To succeed, Carbon Measures must:

  • Align with existing frameworks like the Greenhouse Gas Protocol and the Science-Based Targets initiative.

  • Ensure independent verification to maintain data credibility.

  • Encourage participation from both the private and public sectors to avoid fragmented systems.

The group is expected to release its first set of draft standards in 2026, starting with the power and steel industries. Analysts say regulators will closely watch the coalition’s progress. They are preparing new climate disclosure laws.

Another challenge lies in data integration. Companies must track emissions throughout long global supply chains. These chains often include hundreds of smaller suppliers. This requires advanced digital tools, including blockchain systems and artificial intelligence. They ensure traceability from raw materials to finished products.

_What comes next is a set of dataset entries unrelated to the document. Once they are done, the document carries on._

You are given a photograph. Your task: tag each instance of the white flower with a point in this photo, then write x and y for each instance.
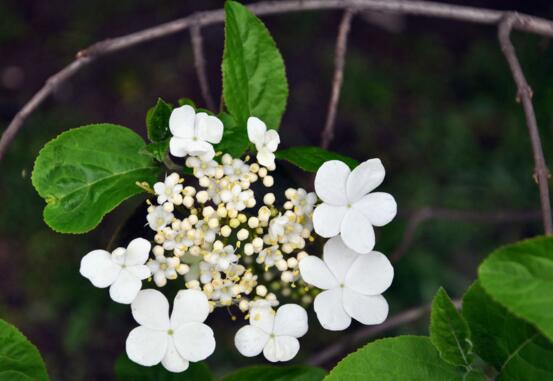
(159, 218)
(276, 335)
(174, 341)
(353, 285)
(122, 271)
(348, 208)
(194, 134)
(266, 141)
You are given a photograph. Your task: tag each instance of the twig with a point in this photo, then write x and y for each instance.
(339, 61)
(420, 8)
(361, 335)
(524, 95)
(422, 215)
(199, 63)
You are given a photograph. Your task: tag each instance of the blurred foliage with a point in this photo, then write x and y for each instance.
(436, 103)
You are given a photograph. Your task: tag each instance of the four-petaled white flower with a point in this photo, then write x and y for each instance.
(174, 341)
(266, 141)
(276, 335)
(122, 271)
(348, 207)
(194, 134)
(353, 285)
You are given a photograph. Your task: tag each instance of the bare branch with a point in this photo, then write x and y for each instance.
(199, 63)
(339, 61)
(524, 95)
(422, 215)
(420, 8)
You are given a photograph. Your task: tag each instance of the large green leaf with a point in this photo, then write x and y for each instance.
(254, 79)
(514, 347)
(19, 359)
(520, 277)
(449, 331)
(274, 373)
(311, 158)
(412, 358)
(126, 370)
(86, 172)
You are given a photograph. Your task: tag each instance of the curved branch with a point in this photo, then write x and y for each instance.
(419, 8)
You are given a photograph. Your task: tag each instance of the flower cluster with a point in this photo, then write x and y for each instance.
(219, 233)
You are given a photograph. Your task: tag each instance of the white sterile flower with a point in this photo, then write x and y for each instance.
(266, 141)
(194, 134)
(159, 218)
(353, 285)
(169, 190)
(348, 207)
(276, 335)
(174, 341)
(122, 271)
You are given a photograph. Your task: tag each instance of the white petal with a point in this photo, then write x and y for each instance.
(139, 271)
(209, 128)
(179, 146)
(366, 309)
(98, 267)
(146, 346)
(181, 122)
(364, 178)
(271, 140)
(338, 257)
(281, 348)
(315, 272)
(250, 340)
(290, 320)
(327, 219)
(357, 232)
(189, 306)
(370, 274)
(265, 157)
(330, 182)
(194, 341)
(151, 309)
(125, 288)
(137, 252)
(379, 208)
(256, 130)
(330, 311)
(172, 361)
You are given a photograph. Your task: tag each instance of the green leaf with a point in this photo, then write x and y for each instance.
(235, 137)
(412, 358)
(274, 373)
(514, 347)
(19, 358)
(449, 331)
(311, 158)
(126, 370)
(157, 121)
(254, 78)
(86, 172)
(520, 277)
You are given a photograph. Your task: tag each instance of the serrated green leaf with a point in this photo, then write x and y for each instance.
(274, 373)
(412, 358)
(19, 358)
(126, 370)
(157, 121)
(520, 277)
(311, 158)
(86, 172)
(514, 347)
(235, 137)
(449, 331)
(254, 78)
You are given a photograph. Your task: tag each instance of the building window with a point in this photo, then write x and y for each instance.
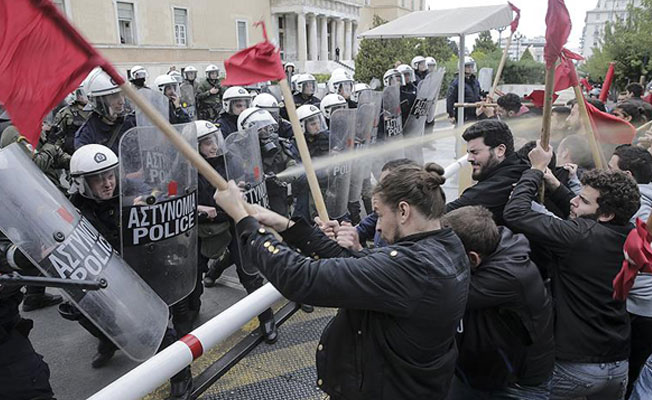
(181, 26)
(126, 22)
(241, 31)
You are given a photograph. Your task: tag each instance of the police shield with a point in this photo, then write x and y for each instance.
(158, 203)
(47, 228)
(366, 124)
(158, 101)
(188, 100)
(341, 140)
(416, 121)
(244, 165)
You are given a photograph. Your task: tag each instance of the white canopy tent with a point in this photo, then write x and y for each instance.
(452, 22)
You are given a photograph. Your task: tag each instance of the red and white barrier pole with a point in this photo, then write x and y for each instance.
(154, 372)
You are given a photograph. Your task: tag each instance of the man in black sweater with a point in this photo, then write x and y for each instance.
(591, 327)
(496, 167)
(506, 348)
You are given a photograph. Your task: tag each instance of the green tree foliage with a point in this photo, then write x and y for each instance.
(629, 44)
(484, 43)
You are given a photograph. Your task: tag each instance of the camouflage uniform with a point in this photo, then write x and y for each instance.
(209, 105)
(69, 119)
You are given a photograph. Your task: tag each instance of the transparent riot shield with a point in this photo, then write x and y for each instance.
(366, 123)
(416, 120)
(158, 100)
(188, 100)
(158, 203)
(485, 78)
(341, 140)
(244, 165)
(47, 228)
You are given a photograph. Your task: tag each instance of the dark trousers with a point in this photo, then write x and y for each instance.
(641, 347)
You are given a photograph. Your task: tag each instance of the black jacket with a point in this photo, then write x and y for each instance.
(493, 191)
(394, 335)
(590, 326)
(508, 324)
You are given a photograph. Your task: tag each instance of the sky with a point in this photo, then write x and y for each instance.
(533, 14)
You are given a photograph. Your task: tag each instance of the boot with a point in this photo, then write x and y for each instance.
(36, 301)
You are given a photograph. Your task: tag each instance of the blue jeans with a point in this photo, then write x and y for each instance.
(595, 381)
(643, 386)
(461, 391)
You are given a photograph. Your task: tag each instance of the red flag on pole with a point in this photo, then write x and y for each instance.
(514, 24)
(43, 59)
(558, 27)
(604, 92)
(258, 63)
(609, 128)
(565, 74)
(638, 257)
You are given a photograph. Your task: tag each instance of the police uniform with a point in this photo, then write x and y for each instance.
(209, 105)
(69, 119)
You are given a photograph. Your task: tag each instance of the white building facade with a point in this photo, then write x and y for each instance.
(596, 20)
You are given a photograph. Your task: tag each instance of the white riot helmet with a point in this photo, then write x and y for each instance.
(330, 103)
(418, 63)
(306, 84)
(176, 75)
(233, 95)
(94, 172)
(138, 72)
(340, 83)
(190, 73)
(357, 89)
(268, 102)
(212, 68)
(106, 96)
(210, 139)
(311, 119)
(165, 83)
(470, 62)
(407, 72)
(393, 77)
(431, 63)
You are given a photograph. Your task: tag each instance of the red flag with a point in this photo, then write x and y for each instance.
(258, 63)
(514, 24)
(565, 74)
(604, 92)
(638, 257)
(43, 59)
(537, 97)
(609, 128)
(558, 26)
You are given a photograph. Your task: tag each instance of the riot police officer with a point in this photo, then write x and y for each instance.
(212, 148)
(277, 154)
(94, 173)
(70, 118)
(236, 99)
(268, 102)
(109, 120)
(169, 86)
(209, 95)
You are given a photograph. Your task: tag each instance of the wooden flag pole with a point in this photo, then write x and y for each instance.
(499, 71)
(598, 157)
(177, 140)
(303, 151)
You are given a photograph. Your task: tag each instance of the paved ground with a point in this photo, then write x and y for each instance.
(68, 349)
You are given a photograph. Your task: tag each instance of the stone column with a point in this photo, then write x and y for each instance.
(323, 43)
(340, 37)
(312, 37)
(347, 39)
(333, 35)
(302, 50)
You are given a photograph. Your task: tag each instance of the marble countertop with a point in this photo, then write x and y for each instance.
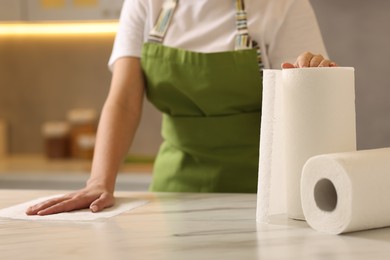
(181, 226)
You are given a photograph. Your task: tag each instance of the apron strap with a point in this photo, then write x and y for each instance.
(243, 40)
(159, 30)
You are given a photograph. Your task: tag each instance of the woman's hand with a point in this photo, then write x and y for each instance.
(94, 198)
(308, 59)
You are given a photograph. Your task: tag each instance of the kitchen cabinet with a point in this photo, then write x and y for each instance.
(73, 9)
(11, 10)
(59, 10)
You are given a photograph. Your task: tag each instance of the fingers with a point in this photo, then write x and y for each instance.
(303, 60)
(33, 210)
(287, 65)
(96, 201)
(106, 200)
(65, 206)
(308, 59)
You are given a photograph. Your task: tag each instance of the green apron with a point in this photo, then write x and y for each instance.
(211, 118)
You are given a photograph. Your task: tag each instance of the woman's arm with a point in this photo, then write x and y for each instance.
(118, 123)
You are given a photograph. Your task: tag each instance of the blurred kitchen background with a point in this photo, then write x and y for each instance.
(49, 69)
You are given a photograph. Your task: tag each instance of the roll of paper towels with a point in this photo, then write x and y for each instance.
(347, 192)
(312, 112)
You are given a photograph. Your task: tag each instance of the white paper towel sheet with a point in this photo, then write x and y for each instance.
(346, 192)
(306, 112)
(121, 205)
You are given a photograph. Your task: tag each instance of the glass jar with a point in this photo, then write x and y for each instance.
(56, 139)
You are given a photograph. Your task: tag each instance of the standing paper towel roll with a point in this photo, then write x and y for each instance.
(347, 192)
(319, 114)
(312, 112)
(271, 186)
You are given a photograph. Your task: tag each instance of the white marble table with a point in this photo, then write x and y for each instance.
(181, 226)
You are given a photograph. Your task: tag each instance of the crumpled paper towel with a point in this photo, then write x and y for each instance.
(121, 205)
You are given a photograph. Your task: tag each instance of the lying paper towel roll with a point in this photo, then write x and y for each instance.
(313, 113)
(347, 192)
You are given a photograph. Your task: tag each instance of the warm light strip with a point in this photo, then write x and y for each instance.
(58, 28)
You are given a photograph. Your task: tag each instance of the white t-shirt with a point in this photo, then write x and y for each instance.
(283, 28)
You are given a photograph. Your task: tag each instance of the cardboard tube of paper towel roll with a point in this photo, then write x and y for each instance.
(347, 192)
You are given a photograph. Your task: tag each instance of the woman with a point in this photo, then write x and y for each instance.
(199, 66)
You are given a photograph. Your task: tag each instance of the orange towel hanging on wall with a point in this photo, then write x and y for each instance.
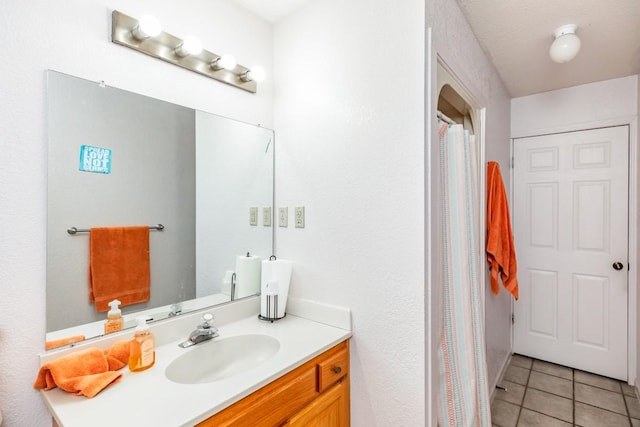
(119, 266)
(501, 252)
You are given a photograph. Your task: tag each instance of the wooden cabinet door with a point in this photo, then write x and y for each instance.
(330, 409)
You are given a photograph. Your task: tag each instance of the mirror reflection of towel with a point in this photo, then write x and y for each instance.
(119, 266)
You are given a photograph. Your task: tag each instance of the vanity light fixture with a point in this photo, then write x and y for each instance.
(191, 45)
(146, 36)
(148, 26)
(566, 45)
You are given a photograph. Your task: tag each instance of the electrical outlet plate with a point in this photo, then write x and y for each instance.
(283, 217)
(299, 216)
(266, 216)
(253, 216)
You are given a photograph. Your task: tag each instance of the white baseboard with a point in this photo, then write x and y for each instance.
(503, 370)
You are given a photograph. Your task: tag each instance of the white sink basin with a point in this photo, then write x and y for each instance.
(221, 358)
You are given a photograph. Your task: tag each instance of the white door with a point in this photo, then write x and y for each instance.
(570, 220)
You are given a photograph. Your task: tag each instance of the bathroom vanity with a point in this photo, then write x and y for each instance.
(316, 393)
(238, 378)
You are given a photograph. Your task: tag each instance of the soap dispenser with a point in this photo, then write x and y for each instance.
(114, 318)
(142, 352)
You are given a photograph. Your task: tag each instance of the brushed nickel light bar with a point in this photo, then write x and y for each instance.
(145, 36)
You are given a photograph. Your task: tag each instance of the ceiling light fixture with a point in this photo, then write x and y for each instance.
(566, 45)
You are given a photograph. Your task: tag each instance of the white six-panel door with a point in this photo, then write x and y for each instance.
(570, 219)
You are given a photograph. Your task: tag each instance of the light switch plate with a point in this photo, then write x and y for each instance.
(299, 216)
(253, 216)
(283, 216)
(266, 216)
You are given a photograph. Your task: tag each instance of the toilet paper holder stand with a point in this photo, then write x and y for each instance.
(272, 309)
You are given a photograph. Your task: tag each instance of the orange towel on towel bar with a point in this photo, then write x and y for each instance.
(501, 251)
(119, 266)
(86, 372)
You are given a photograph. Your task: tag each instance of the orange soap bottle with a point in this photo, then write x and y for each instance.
(142, 353)
(114, 318)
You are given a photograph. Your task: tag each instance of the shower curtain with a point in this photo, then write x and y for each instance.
(464, 394)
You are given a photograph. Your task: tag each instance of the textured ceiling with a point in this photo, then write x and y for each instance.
(271, 10)
(516, 35)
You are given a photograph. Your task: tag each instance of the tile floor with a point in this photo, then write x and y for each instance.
(543, 394)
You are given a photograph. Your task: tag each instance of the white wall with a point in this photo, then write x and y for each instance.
(350, 110)
(73, 36)
(349, 114)
(574, 107)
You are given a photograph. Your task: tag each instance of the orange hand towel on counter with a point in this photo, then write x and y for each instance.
(86, 372)
(501, 252)
(119, 265)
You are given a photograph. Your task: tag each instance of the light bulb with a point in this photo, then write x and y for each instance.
(190, 46)
(566, 45)
(226, 61)
(148, 26)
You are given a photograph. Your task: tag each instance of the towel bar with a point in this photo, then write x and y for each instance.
(74, 230)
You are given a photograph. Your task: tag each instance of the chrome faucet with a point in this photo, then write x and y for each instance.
(204, 332)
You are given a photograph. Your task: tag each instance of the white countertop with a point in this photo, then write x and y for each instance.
(149, 398)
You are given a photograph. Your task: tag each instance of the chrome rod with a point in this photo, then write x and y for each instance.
(75, 230)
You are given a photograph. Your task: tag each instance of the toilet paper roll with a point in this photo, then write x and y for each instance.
(278, 272)
(248, 272)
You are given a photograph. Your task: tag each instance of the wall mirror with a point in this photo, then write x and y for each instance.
(116, 158)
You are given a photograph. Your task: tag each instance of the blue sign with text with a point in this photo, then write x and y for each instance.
(95, 159)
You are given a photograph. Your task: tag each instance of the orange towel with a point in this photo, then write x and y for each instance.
(63, 341)
(86, 372)
(119, 266)
(501, 252)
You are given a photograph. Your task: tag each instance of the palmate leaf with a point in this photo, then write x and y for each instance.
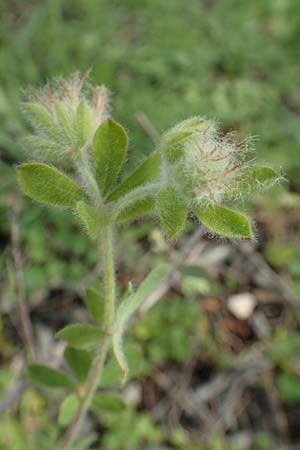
(82, 336)
(147, 172)
(172, 211)
(223, 221)
(48, 185)
(49, 377)
(109, 149)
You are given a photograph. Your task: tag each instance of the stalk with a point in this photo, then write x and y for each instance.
(101, 354)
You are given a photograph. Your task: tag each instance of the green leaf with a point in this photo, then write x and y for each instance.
(109, 146)
(172, 210)
(146, 172)
(49, 185)
(83, 122)
(253, 179)
(81, 336)
(138, 366)
(49, 377)
(117, 343)
(44, 148)
(68, 409)
(43, 121)
(89, 219)
(79, 361)
(95, 303)
(223, 221)
(138, 208)
(129, 306)
(105, 401)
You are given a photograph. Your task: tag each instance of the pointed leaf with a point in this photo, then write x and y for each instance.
(146, 172)
(68, 409)
(43, 121)
(109, 146)
(83, 123)
(49, 377)
(89, 219)
(48, 185)
(253, 179)
(129, 306)
(172, 210)
(81, 336)
(95, 303)
(117, 342)
(223, 221)
(136, 209)
(79, 361)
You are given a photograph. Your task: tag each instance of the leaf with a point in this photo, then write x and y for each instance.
(117, 342)
(253, 179)
(138, 366)
(89, 219)
(49, 377)
(109, 146)
(223, 221)
(43, 121)
(172, 210)
(95, 303)
(81, 336)
(105, 401)
(129, 306)
(79, 361)
(83, 122)
(46, 184)
(44, 148)
(68, 409)
(138, 208)
(146, 172)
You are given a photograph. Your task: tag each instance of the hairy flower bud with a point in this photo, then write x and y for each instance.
(64, 116)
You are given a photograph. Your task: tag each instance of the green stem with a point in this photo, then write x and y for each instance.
(101, 354)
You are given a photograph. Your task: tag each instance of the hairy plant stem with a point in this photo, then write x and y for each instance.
(98, 364)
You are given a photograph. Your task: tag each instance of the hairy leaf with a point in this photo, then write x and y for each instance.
(49, 377)
(68, 409)
(89, 218)
(83, 122)
(128, 307)
(138, 208)
(82, 336)
(146, 172)
(223, 221)
(253, 179)
(95, 303)
(109, 147)
(79, 361)
(172, 210)
(46, 184)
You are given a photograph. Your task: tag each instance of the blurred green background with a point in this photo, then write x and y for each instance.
(231, 60)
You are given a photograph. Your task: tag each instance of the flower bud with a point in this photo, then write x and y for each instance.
(64, 116)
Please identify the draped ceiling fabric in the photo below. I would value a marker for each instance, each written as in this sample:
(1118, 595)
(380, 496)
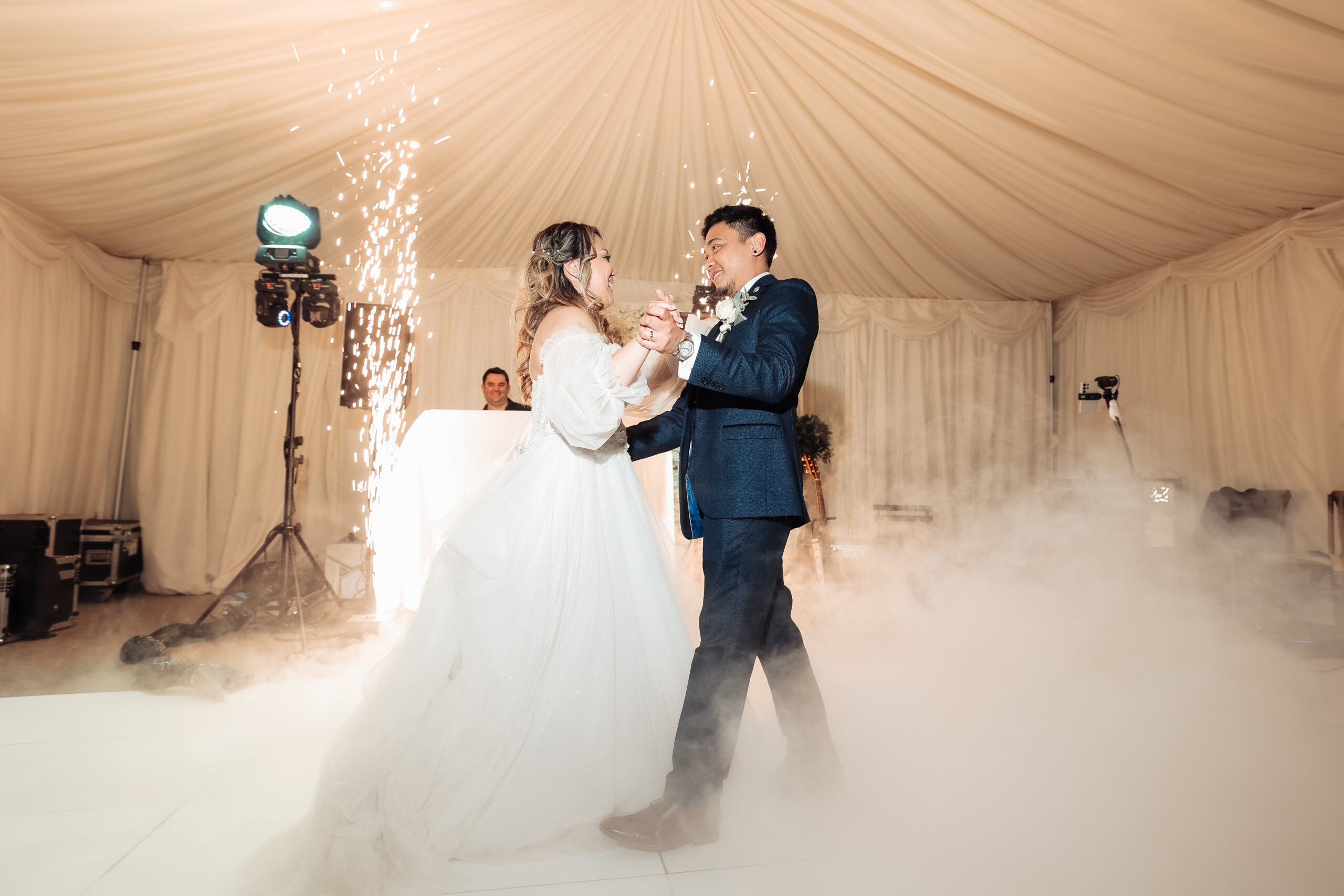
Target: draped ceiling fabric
(968, 150)
(925, 162)
(66, 318)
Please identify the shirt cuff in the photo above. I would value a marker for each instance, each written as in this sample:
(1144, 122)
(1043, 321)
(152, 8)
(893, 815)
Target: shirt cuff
(683, 368)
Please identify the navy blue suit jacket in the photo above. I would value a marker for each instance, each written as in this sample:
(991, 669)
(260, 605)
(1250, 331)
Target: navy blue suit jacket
(740, 407)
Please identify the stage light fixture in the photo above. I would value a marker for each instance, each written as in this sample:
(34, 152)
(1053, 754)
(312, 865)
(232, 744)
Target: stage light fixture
(320, 300)
(287, 222)
(272, 301)
(288, 231)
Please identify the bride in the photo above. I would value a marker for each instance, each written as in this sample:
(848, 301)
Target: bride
(538, 687)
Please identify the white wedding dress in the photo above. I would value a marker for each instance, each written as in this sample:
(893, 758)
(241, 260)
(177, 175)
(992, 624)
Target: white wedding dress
(537, 690)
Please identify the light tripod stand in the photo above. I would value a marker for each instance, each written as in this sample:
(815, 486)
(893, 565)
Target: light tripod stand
(291, 598)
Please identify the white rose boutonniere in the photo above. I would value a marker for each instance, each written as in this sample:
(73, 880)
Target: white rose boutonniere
(729, 311)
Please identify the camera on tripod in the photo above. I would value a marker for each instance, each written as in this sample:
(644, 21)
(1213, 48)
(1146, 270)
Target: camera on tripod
(289, 231)
(1109, 393)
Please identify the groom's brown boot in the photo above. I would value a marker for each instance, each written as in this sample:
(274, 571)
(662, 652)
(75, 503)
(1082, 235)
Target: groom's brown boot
(664, 825)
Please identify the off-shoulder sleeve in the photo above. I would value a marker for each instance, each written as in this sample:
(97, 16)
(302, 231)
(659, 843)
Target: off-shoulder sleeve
(584, 394)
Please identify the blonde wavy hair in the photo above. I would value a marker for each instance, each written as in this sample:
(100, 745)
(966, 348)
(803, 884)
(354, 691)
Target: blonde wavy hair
(546, 288)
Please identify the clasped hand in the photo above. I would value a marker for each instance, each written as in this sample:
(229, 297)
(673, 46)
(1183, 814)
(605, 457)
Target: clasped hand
(660, 330)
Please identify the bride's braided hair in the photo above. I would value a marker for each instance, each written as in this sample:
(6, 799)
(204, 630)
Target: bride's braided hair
(546, 288)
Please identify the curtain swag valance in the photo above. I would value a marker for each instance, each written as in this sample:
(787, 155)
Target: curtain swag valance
(1232, 261)
(45, 245)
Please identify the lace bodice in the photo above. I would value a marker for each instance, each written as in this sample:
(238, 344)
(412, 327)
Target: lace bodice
(579, 399)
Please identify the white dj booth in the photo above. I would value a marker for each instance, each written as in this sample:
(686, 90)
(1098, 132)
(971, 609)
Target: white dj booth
(445, 457)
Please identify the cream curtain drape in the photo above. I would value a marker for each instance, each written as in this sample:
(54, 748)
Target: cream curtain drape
(66, 318)
(932, 404)
(1232, 368)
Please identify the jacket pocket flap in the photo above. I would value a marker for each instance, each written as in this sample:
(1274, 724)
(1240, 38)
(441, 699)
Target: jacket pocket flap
(753, 431)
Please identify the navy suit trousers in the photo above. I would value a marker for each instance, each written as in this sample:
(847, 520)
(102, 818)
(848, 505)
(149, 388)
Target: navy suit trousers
(747, 616)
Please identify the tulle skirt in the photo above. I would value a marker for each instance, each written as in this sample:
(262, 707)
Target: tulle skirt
(536, 692)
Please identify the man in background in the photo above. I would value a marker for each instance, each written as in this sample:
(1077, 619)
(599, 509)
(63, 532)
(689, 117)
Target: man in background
(495, 387)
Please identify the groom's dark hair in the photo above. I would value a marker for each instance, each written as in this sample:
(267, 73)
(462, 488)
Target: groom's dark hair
(748, 220)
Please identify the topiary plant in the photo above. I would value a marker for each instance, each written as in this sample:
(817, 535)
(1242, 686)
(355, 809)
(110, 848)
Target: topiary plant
(814, 438)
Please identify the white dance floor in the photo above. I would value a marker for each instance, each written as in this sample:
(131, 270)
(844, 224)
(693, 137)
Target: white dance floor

Toward Transparent and Comparable Carbon Data

If Carbon Measures succeeds, it could redefine how the world values carbon performance. Clear, verifiable data could direct trillions of dollars toward clean technologies and efficient production.

Reliable accounting helps companies avoid accusations of “greenwashing.” This means they won’t make false or exaggerated environmental claims. It may also enable regulators to design better carbon pricing systems, linking policy and data more effectively.

Experts believe this kind of market transparency could speed up the global energy transition. The International Energy Agency says we need over $4 trillion each year for clean energy to hit net zero by 2050. Accurate carbon data can help guide where that money goes.

IEA new net zero roadmap 2050
Source: IEA

As global supply chains decarbonize, accurate tracking will become a competitive advantage. Investors and consumers increasingly prefer companies that can show measurable and verified progress.

Carbon Measures, backed by some of the world’s largest firms, signals that carbon accounting is moving from theory to execution. It shows that data — not just pledges — will define the next phase of corporate climate action.